C.S. Lewis didn't write Alice in Wonderland, Lewis Caroll did.


----------



## krazyklassykat (Dec 13, 2005)

Have you heard of the Pendragon series?  It's pretty good.  _The Never War_ has an extraordinary blend of reality and fantasy.  It may use the cliche of time travel, but it definitely brings a creative aspect to it.


----------



## VinrAlfakyn (Dec 13, 2005)

krazyklassykat said:
			
		

> Have you heard of the Pendragon series?  It's pretty good.

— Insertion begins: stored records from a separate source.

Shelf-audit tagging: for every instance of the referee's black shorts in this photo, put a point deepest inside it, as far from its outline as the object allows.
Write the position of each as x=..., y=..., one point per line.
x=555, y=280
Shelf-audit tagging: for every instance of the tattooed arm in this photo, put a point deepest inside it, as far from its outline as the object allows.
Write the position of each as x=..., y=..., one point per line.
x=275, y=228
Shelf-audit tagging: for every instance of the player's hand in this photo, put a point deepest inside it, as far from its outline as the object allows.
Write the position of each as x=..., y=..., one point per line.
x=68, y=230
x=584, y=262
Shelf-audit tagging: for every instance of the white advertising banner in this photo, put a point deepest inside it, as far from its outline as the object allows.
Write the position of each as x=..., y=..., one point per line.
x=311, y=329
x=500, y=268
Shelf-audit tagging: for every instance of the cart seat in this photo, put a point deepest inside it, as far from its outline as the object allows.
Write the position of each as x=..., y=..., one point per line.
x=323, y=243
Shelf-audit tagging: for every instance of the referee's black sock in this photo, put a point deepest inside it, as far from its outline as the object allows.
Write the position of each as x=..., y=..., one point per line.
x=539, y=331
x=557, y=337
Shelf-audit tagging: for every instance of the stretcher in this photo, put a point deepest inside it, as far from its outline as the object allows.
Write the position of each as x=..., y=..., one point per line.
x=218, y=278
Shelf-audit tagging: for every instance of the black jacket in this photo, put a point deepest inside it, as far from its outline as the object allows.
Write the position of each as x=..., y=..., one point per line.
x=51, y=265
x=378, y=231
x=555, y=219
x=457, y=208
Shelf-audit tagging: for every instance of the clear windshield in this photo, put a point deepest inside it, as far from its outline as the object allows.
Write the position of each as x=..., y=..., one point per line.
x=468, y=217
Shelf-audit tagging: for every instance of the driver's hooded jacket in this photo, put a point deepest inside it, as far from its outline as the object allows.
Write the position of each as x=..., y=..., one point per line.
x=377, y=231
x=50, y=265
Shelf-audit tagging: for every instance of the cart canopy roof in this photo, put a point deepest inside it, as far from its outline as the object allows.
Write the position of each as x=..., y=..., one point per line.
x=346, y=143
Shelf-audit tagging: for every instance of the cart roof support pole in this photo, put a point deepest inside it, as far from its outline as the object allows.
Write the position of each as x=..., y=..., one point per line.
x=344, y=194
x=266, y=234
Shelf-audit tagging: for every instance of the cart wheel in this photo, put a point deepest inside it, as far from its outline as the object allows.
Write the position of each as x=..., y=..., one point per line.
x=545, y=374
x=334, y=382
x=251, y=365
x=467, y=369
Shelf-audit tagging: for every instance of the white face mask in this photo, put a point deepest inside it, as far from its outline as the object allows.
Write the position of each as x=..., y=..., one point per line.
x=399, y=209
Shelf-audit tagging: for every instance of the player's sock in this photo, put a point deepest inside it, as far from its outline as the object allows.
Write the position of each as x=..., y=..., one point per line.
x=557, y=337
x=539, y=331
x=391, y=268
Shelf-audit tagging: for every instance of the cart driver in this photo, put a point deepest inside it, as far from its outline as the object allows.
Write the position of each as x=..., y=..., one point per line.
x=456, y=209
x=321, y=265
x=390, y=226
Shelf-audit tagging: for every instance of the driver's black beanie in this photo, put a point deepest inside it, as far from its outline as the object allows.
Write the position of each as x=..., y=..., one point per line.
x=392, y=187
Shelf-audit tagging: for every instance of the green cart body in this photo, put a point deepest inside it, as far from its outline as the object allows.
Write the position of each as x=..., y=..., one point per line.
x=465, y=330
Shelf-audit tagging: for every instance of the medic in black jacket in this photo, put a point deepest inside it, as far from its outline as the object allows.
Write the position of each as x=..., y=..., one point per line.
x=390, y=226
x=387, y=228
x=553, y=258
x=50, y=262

Which Pendragon series do you mean? I've heard of different ones.


----------



## krazyklassykat (Dec 13, 2005)

Umm... wow I haven't heard of more than one.  And unfortunately, I can't recall the author... Well, the one with.. you know, _The Never War_ in it.


----------



## VinrAlfakyn (Dec 14, 2005)

Taliesin is a very good book. It's the first in a series by Stephen R. Lawhead. The series is an King Arthur series, but this first one deals with Merlin's parents and how they met. Unfortunately I haven't read any others because I don't have any others, but they're on my Christmas list. :grin:

Btw, this series is also known as the Pendragon series.


----------



## revelation_22-20 (Dec 21, 2005)

Dragon Rider is YA and very good at that.


----------



## bobothegoat (Dec 21, 2005)

Shawn said:
			
		

> Ha! Finally, no one mentions Harry Potter in a fantasy discussion.



So much for that :roll:


----------



## kittyjan (Dec 21, 2005)

krazyklassykat said:
			
		

> Umm... wow I haven't heard of more than one. And unfortunately, I can't recall the author... Well, the one with.. you know, _The Never War_ in it.


 
The authors name is D.J. MacHale.:read:


----------



## kittyjan (Dec 21, 2005)

Robin McKinley is good. I like her book called "The Blue Sword".


----------



## VinrAlfakyn (Dec 24, 2005)

I liked her book "Spindle's End"


----------



## Jman4201 (Dec 25, 2005)

*Robin Hobb*

She's the one that does the Shiptraders trilogy right?  I read those and they were really awesome, the way the ships were alive (I love sailing and tall ships anyways, I've read all of the Hornblower books and a lot of O'briens books)  They were good books.


----------



## Wisp (Apr 8, 2006)

Anything Garth Nix would do. He writes very similar to that of the Bartimaeus trilogy. All of them arn't that dark, except for Shade's Children (which is definately the best, and should be read by anyone)


----------



## J. Bryan Shoup (Apr 15, 2006)

Shawn said:
			
		

> Ha! Finally, no one mentions Harry Potter in a fantasy discussion.



Why would non-fiction come up in a fantasy genre discussion?

ANTI-MUGGLE CORPS MARCH FORWARD! SIEG HEIL!


----------



## Saint Chains (Apr 15, 2006)

I strongy recommend Steven Erikson's 'Malazan Book of the Fallen' series.  Incredible stuff.  The first book is called 'Gardens of the Moon'.  At first it may seem a little confusing and overwhelming, but stick with it because it's worth it.


----------



## lucyknickleback (Apr 15, 2006)

The Charmed Series is brilliant- watch the TV series as well!


----------



## Shancus (Apr 17, 2006)

My favourite fantasy book is The Black Magician Trilogy by Trudi Canavan, it's for young adults so of course it would appeal to me, but I feel it was for adults aswell. I thoroughly enjoyed it though and I'd fully recommend it to anyone !


----------



## kittyjan (Apr 17, 2006)

This has probley already been said but I'll say it anyways. 
Inkheart by Cornelia Funke. That's my favorite.


----------



## kittyjan (Apr 17, 2006)

Inkspell is my next favorite by her.


----------



## WriteStuff (Apr 18, 2006)

Wow...lot's of good suggestions here.  I would say the Lord of the Rings by J.R.R. Tolkien if you haven't read it.  It has a broad and sweeping storyline but it isn't incredibly huge unless you read his other books and get into the history of Middle-Earth.

Like several others I recommend the Wheel of Time by Robert Jordan _only_ if you are ready for a broad sweeping plot with many characters, a rich history, fully fleshed out world and characters, etc.  There are eleven books with a prequel and the final book is due in another year or two.  A glossary is included in each book to help you keep track of everyone.

Another good series is the Sword of Truth by Terry Goodkind.  This is another broad sweeping Wheel of Time sort of series but it is not quite as complicated.  I will warn that this one gets violent at times.  This is however a satisfying series with 9 books, the tenth scheduled for release this summer and the eleventh (and final) soon after.

Happy reading.


----------



## Writer'sSoul (Apr 20, 2006)

The Inheritance Trilogy; Eragon and Eldest. (The third and final is in the makes)

Monika


----------